The Mistake: Setting fixed anomaly detection thresholds (e.g., “alert if temperature > 80C”) based on initial observations, then leaving them unchanged as the system operates over months or years.

Why It Happens: Static thresholds are simple to implement and understand. Initial calibration produces reasonable results, creating false confidence. Gradual changes in “normal” baseline go unnoticed, and recalibration requires effort that gets deprioritized.
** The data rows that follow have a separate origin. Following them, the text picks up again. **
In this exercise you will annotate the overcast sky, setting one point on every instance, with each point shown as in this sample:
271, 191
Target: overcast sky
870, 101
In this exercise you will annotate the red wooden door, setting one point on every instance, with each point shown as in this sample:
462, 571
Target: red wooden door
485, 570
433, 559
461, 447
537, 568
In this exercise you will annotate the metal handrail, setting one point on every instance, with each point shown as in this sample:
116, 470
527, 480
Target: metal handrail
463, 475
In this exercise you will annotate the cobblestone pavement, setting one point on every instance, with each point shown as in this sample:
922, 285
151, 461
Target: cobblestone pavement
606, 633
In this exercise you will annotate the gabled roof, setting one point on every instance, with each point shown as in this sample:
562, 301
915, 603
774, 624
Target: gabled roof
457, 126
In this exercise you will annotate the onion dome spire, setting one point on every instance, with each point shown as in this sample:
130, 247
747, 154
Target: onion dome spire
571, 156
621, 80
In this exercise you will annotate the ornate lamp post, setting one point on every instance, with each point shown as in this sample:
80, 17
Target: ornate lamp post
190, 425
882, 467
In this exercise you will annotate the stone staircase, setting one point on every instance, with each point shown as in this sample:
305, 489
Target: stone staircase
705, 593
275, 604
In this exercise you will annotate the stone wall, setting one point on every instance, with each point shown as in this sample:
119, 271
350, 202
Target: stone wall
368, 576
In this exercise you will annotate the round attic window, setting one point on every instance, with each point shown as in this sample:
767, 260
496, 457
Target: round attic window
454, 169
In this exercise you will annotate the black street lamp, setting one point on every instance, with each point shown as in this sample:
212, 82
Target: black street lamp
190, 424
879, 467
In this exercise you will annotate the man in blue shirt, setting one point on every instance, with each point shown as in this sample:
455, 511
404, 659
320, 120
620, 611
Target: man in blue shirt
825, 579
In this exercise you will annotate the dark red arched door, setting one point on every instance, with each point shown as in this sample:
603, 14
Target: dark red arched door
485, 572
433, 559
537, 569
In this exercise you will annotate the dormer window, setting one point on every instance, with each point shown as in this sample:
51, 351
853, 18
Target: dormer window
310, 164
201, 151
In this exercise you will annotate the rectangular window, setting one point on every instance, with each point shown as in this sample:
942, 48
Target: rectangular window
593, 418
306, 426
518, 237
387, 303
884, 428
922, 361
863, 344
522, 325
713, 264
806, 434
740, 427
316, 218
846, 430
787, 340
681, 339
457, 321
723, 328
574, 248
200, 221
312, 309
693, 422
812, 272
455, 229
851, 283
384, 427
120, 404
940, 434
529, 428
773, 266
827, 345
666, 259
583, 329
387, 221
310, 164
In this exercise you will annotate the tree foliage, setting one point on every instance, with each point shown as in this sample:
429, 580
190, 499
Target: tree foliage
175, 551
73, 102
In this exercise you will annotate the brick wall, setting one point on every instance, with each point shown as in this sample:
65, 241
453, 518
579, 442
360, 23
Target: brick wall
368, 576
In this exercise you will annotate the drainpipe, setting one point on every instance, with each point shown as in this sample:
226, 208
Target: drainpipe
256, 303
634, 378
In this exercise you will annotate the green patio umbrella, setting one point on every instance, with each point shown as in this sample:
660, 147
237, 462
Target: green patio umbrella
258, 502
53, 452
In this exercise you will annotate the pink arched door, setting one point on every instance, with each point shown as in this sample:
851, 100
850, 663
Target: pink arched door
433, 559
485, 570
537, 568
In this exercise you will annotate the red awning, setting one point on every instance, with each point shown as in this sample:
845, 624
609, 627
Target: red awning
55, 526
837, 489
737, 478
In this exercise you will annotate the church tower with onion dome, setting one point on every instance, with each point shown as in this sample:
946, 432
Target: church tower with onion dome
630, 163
The Fix: Implement adaptive thresholds that evolve with system behavior:

  1. Rolling baseline: Calculate thresholds based on recent history (e.g., last 7 days) rather than historical constants. Use exponentially weighted moving averages (EWMA) with decay factor 0.94-0.99 depending on expected change rate.

  2. Contextual thresholds: Maintain separate thresholds for different operating modes - a motor at full load has different “normal” vibration than at idle. Use clustering to automatically discover operating modes from historical data.

  3. Scheduled recalibration: For slow-drifting systems, automatically recalibrate monthly using unsupervised methods (rebuild IQR bounds, recompute seasonal decomposition).

  4. Anomaly rate monitoring: If your system suddenly detects 10x more anomalies than baseline, investigate whether something changed in the environment OR if your thresholds have drifted out of calibration.

A factory motor that operated at 75C for 2 years may run at 82C after maintenance - that’s not an anomaly, it’s a new normal.

1357.8 Summary

Time-series methods excel at detecting contextual anomalies where temporal patterns matter:

  • ARIMA: Forecast-based detection for complex temporal patterns
  • Exponential Smoothing: Fast level-shift detection at the edge
  • STL Decomposition: Separates seasonality to isolate true anomalies

Key Takeaway: Use time-series methods when “normal” depends on when the reading occurred. Statistical methods miss these contextual patterns.